With temperatures rising in Arizona, air conditioners are running nonstop. This can pull serious electricity, sending bills soaring. As a result, everyone looks for ways to keep cool without spending a fortune
What is super cooling?
Super cooling means lowing the temperature of a home during off-peak electricity hours. By bringing your home as close to 70 degrees as possible before 3 p.m., it has a better chance of staying cool all evening.
Whether you need to avoid using power during SRP’s peak times of 3 to 7 p.m., or you’re avoiding APS’ peak times of 3 to 8 p.m., super cooling can work.
“I set my house to 70 degrees during the day,” explained Mark Stevens of Forrest Anderson Plumbing and Air Conditioning.
“But between 3 p.m. and 8 p.m., my thermostat is set to 84. That 14-degree difference will rarely be achieved in that time period, which means my A/C unit should never turn on during peak electricity hours. As a result, my house is cool when I get home, plus my electricity bill is reduced.”
Most experts agree it’s best to cool homes to 72 degrees by noon, going down to between 68 to 70 degrees by 3 p.m. when electricity rates go up. From 3 to 8 p.m., the thermostat should be set to go on at 80 to 84 degrees, keeping the AC unit off during peak hours.
Of course, if someone is home during the day, the colder temperatures might make the home less comfortable. Thus, it might not be an ideal solution for everyone, for example stay-at-home moms or retired households.
Will super cooling hurt your AC unit?
Most AC units are designed to keep a house cooled to around 74 to 76 degrees. As a result, super cooling is often said to put more of a strain on a unit. Stevens, though, compares this to driving a car in traffic versus taking a road trip. Cars are more efficient when driving for the long period on the highway, but the vehicle is still running for 10 to 12 hours. Similarly, having a unit on all day to maintain a standard temperature might be more consistent, but the difference in wear and tear will be the same as doing super cooling.
“While super cooling can save money for anyone, you may need to upgrade your equipment to reap the rewards,” said Audrey Monell, CEO of Forrest Anderson Plumbing and Air Conditioning.
“Unless you’re at home to check the thermostat, you’ll need a programable one to ensure it turns on and off at the right times. Additionally, upgrading your air conditioning unit to a more efficient model could help you save even more money long term.”
Experts agree motors and exhausts running during the hottest times of the day such as the late afternoon are more likely to burn out. As a result, super cooling could be even more beneficial as your unit won’t be running at those times. That said, it’s still always best to have your AC unit checked out by a professional, especially if you’re planning to keep it running when you’re not at home.
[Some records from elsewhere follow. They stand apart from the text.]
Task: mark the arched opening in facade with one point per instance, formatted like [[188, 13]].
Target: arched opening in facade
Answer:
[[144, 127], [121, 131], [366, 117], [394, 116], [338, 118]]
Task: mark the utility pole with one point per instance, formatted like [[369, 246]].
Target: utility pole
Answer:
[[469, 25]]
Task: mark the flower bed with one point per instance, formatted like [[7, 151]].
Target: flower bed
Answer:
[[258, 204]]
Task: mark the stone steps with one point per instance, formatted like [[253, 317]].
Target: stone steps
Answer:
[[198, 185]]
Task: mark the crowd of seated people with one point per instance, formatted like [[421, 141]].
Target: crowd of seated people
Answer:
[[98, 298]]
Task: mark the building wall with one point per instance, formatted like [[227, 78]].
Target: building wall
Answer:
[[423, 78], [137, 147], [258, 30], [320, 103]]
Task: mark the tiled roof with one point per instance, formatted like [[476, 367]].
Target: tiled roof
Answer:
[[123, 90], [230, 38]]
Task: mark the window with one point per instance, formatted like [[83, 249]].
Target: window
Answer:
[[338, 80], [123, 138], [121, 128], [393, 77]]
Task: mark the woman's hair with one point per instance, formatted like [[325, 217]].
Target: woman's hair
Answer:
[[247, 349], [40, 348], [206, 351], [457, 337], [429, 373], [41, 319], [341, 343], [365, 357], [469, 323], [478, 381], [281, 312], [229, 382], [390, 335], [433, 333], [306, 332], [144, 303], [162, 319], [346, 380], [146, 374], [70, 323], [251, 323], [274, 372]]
Yes, super cooling can be worthwhile
Super cooling can appear to be counter intuitive because you’re cooling your house when you’re not there. Then again, when you come home in the evening, it also means that you’re not cranking up the AC and hoping the house cools down in time. Instead, you can enjoy a cool house, and a lower electricity bill, with most users who switch to super cooling lowering their bill by about 30%.